I sort of fixed this with the following approach, but I can't imagine this is the easiest approach:

# Plot percentage of occupation per income class
grouped = df.groupby(['income'], sort=False)
occupation_counts = grouped['occupation'].value_counts(normalize=True, sort=False)

occupation_data = [
    {'occupation': occupation, 'income': income, 'percentage': percentage*100} for 
    (income, occupation), percentage in dict(occupation_counts).items()
]

df_occupation = pd.DataFrame(occupation_data)
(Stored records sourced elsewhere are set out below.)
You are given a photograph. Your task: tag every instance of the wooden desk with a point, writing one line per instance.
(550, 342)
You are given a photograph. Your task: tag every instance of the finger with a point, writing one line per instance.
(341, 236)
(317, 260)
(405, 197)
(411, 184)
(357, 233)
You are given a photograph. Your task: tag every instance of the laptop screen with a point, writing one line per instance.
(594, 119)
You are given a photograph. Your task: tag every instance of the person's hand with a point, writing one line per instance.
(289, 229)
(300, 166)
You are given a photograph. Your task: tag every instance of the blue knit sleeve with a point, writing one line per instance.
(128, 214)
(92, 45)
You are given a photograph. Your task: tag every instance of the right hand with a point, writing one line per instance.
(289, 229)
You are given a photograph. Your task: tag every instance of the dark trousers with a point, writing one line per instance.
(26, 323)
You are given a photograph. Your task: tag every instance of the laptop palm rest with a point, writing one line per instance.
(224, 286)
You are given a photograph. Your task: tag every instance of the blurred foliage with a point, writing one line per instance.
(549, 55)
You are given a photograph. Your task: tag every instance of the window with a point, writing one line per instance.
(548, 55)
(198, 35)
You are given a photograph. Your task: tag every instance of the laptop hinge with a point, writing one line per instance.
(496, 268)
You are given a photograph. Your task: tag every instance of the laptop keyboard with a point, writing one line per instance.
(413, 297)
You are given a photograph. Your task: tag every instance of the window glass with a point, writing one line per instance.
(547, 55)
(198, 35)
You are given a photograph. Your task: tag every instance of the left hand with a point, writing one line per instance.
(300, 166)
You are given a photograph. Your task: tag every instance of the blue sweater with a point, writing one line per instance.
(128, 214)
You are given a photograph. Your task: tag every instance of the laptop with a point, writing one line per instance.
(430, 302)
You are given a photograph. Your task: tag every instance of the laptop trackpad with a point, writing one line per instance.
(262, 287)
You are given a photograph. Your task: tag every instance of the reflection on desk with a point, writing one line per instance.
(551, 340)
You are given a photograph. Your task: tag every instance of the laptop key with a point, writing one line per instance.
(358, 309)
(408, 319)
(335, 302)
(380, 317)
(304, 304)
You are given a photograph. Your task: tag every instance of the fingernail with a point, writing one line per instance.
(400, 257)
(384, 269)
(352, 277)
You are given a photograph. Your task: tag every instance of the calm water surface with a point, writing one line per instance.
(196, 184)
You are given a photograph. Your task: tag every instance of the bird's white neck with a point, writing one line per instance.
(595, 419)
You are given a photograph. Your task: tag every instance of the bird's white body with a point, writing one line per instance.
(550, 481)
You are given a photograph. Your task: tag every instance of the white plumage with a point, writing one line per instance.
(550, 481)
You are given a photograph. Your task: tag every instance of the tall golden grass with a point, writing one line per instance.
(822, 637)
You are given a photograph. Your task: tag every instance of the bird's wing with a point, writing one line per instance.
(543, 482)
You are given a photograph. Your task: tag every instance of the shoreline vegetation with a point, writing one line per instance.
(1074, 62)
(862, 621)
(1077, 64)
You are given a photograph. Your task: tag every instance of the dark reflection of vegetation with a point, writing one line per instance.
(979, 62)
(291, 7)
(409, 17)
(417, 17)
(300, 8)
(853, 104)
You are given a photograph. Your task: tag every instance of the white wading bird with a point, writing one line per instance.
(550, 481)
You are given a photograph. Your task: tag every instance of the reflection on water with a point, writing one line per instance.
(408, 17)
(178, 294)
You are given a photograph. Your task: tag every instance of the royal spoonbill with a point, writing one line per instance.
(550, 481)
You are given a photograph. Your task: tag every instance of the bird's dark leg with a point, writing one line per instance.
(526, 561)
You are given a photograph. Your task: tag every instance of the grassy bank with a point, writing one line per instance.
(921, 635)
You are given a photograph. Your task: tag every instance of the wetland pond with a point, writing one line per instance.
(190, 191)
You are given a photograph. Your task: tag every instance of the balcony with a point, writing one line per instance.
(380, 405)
p = sns.barplot(x="occupation", y="percentage", hue="income", data=df_occupation)
_ = plt.setp(p.get_xticklabels(), rotation=90)  # Rotate labels

Result:

Percentage plot with seaborn

I'm using the well known adult data set from the UCI machine learning repository. The pandas dataframe is created like this:

# Read the adult dataset
df = pd.read_csv(
    "data/adult.data",
    engine='c',
    lineterminator='\n',

    names=['age', 'workclass', 'fnlwgt', 'education', 'education_num',
           'marital_status', 'occupation', 'relationship', 'race', 'sex',
           'capital_gain', 'capital_loss', 'hours_per_week',
           'native_country', 'income'],
    header=None,
    skipinitialspace=True,
    na_values="?"
)

This question is sort of related, but does not make use of the hue parameter. And in my case I cannot just change the labels on the y-axis, because the height of the bar must depend on the group.

Answers

I might be confused. The difference between your output and the output of

occupation_counts = (df.groupby(['income'])['occupation']
                     .value_counts(normalize=True)
                     .rename('percentage')
                     .mul(100)
                     .reset_index()
                     .sort_values('occupation'))
p = sns.barplot(x="occupation", y="percentage", hue="income", data=occupation_counts)
_ = plt.setp(p.get_xticklabels(), rotation=90)  # Rotate labels

is, it seems to me, only the order of the columns.

enter image description here

And you seem to care about that, since you pass sort=False. But then, in your code the order is determined uniquely by chance (and the order in which the dictionary is iterated even changes from run to run with Python 3.5).